During this “black-out” period while the detector is recovering from the saturation, the OTDR will not be capable of accurately discerning other nearby events in the fiber line. This becomes important when a fault condition arises close enough to an existing splice or connection such that a new issue is obscured by a pre-existing reflectance source.
Another common component of fiber optic networks that can lead to challenges as well as opportunities is the prevalence of dark fiber. Despite the ominous-sounding moniker, this term simply refers to the presence of unused or “unlit” fiber in the network. This descriptor is also sometimes used to describe fiber optic cables that are leased from the original carrier to another party.

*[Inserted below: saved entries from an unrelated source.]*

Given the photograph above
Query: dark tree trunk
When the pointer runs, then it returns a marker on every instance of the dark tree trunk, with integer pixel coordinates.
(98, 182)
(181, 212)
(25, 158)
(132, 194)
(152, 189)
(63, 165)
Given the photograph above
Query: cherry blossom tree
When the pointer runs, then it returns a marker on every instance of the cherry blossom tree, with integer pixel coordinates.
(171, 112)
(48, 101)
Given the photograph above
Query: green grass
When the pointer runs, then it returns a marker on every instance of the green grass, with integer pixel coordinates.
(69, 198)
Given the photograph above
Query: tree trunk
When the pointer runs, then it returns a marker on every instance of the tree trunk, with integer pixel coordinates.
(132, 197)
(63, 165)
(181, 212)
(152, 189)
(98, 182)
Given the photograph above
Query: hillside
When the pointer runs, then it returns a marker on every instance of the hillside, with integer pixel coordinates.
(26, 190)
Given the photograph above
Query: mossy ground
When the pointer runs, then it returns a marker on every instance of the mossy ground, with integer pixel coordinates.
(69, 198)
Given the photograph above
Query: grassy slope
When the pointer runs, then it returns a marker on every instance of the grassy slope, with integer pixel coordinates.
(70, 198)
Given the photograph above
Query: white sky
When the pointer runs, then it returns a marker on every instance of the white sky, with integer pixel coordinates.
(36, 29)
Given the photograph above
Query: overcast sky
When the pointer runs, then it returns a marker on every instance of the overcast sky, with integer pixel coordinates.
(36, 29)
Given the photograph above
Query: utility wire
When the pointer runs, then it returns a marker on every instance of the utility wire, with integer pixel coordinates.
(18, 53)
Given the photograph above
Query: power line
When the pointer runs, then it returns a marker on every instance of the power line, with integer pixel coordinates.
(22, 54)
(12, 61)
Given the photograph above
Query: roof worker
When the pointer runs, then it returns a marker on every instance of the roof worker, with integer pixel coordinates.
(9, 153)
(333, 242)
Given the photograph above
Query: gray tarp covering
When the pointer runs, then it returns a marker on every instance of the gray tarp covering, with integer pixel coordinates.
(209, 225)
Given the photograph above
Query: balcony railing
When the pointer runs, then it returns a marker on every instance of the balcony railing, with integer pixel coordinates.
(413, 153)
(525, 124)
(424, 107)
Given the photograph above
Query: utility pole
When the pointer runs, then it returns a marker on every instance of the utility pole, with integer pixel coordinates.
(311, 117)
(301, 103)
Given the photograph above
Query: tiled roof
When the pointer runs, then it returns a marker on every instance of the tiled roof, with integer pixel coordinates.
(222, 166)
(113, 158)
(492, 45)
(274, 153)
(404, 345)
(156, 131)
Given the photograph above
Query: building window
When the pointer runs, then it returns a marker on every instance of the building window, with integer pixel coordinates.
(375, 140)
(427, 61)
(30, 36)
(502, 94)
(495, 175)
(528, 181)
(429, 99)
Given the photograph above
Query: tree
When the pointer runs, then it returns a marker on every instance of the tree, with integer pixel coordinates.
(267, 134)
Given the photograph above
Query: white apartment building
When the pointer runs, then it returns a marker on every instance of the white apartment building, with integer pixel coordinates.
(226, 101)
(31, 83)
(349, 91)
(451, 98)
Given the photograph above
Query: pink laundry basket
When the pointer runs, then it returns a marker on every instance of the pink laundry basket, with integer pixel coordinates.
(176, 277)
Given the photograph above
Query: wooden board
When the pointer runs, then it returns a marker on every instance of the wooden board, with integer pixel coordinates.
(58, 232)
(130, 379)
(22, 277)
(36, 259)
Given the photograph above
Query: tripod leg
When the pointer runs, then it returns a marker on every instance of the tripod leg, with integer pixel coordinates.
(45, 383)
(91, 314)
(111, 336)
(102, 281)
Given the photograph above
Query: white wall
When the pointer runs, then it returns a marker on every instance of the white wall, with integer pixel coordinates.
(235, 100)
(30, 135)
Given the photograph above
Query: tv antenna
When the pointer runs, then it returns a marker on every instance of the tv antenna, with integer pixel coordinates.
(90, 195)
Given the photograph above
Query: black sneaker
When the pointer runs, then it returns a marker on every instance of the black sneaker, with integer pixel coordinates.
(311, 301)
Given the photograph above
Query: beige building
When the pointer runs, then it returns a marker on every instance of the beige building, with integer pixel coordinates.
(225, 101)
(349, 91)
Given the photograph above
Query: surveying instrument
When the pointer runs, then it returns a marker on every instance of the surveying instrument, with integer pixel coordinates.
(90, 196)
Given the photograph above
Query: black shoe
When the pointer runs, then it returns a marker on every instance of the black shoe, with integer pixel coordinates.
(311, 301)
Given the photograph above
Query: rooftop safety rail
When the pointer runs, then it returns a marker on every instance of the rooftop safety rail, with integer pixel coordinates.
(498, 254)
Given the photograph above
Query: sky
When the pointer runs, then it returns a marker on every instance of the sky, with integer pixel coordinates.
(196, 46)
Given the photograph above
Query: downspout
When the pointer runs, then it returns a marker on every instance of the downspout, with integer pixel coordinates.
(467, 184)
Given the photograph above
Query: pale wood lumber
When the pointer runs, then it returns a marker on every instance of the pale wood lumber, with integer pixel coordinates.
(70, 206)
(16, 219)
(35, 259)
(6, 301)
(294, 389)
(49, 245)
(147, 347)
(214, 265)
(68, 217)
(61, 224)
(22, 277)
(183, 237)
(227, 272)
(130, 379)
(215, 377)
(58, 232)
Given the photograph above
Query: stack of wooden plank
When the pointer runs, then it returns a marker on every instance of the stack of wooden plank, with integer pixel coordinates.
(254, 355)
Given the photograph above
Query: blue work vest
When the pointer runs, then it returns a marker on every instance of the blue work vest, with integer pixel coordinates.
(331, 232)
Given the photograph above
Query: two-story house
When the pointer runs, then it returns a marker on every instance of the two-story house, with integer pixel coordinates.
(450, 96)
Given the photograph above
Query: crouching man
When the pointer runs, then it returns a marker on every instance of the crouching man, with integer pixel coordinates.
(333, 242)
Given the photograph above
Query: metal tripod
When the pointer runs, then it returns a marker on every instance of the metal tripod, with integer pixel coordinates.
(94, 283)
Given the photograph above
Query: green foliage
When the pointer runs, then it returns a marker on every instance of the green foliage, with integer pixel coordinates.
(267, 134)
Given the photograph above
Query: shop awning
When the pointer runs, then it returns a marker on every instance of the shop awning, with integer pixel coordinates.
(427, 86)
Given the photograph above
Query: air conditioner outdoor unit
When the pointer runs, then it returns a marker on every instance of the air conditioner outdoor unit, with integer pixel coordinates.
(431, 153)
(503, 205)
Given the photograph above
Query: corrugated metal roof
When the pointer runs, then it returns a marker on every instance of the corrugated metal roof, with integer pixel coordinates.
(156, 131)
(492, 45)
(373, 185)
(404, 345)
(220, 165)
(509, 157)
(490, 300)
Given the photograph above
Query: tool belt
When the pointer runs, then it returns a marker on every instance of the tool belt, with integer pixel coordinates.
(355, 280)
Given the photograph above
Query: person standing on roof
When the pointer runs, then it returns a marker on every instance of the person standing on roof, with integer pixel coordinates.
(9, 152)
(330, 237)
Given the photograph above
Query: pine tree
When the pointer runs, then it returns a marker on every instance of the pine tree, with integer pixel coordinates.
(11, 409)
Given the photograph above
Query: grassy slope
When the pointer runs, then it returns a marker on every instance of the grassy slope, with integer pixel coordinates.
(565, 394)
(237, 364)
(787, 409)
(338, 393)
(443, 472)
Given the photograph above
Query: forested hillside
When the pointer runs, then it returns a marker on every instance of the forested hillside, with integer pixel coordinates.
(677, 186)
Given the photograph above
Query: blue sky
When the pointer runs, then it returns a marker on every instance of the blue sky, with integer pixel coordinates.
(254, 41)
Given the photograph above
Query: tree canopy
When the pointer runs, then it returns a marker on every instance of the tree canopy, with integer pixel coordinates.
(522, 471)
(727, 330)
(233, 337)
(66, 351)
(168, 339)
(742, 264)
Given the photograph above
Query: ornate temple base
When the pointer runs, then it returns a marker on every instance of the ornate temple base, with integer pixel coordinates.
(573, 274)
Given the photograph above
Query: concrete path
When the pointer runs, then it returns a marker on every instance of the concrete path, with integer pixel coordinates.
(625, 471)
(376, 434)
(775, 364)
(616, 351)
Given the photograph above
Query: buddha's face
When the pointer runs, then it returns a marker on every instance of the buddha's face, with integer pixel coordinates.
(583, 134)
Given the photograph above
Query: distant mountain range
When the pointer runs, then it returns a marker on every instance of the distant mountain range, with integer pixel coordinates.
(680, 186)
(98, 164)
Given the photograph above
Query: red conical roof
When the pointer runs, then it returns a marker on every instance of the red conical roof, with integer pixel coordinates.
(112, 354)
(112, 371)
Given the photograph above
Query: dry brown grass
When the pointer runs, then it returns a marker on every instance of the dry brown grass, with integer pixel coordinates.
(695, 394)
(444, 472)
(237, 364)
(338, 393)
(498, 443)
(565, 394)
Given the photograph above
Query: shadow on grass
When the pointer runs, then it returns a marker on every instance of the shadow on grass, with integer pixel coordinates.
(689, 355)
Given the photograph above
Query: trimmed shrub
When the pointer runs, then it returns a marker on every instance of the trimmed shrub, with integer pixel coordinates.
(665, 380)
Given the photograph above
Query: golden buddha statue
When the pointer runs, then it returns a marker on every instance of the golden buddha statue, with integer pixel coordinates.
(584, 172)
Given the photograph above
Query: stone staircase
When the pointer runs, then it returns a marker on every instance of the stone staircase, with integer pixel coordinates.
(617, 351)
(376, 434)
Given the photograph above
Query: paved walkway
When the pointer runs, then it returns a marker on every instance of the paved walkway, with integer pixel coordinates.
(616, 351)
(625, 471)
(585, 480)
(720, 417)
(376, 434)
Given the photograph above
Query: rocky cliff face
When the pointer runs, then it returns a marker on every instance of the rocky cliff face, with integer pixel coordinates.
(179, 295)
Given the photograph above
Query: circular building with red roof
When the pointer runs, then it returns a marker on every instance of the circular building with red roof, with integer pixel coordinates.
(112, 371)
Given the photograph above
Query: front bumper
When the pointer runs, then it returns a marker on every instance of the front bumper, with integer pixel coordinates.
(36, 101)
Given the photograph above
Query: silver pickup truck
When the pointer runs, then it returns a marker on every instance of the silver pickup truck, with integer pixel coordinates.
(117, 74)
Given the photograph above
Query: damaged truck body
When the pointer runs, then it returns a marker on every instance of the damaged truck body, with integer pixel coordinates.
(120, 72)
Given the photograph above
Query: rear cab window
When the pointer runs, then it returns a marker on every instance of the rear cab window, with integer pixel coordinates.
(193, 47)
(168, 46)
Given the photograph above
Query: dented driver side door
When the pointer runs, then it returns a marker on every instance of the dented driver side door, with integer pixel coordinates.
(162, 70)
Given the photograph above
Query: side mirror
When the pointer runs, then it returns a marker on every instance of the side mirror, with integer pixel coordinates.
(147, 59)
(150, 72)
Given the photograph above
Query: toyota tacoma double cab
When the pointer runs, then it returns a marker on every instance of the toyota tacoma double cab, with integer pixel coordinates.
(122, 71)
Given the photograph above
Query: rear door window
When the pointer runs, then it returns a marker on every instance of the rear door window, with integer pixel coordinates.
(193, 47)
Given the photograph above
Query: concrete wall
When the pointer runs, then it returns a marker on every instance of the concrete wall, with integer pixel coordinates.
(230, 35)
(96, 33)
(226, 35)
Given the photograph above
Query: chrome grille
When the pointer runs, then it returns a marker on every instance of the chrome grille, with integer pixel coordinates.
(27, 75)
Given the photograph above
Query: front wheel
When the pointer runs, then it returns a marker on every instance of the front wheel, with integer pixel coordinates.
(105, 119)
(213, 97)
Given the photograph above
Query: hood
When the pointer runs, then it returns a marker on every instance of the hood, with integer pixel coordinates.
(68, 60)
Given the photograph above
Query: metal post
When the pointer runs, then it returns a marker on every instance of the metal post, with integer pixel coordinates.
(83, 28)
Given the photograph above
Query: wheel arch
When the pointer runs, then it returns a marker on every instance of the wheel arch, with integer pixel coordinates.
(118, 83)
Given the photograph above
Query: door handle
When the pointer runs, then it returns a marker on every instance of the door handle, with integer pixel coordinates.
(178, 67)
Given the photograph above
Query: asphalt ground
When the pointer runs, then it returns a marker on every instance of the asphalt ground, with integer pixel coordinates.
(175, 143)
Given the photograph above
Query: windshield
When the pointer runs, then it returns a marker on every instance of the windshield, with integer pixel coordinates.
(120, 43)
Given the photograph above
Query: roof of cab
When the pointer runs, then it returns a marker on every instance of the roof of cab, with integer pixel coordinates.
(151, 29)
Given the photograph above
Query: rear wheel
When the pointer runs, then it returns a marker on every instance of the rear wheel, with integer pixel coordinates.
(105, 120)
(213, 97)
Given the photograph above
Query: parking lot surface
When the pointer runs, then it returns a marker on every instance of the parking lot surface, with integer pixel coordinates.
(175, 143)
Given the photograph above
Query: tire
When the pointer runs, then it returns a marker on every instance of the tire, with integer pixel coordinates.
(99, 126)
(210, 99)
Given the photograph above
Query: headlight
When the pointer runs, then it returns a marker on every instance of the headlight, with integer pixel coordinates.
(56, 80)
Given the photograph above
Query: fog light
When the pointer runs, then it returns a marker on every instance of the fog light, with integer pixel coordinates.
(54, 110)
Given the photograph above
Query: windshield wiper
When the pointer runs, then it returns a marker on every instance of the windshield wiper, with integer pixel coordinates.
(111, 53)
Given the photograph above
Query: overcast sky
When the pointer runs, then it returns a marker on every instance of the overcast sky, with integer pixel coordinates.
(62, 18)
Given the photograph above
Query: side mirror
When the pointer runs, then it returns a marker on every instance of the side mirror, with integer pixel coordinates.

This dark fiber still requires testing and monitoring to ensure integrity, particularly if the fiber is designated for future expansion opportunities. The presence of unused, terminated fibers can sometimes prove advantageous for monitoring. Fault conditions will usually affect all fibers in a cable, so monitoring of selected dark fibers is an effective way to continually verify the cable integrity without disrupting the active fibers.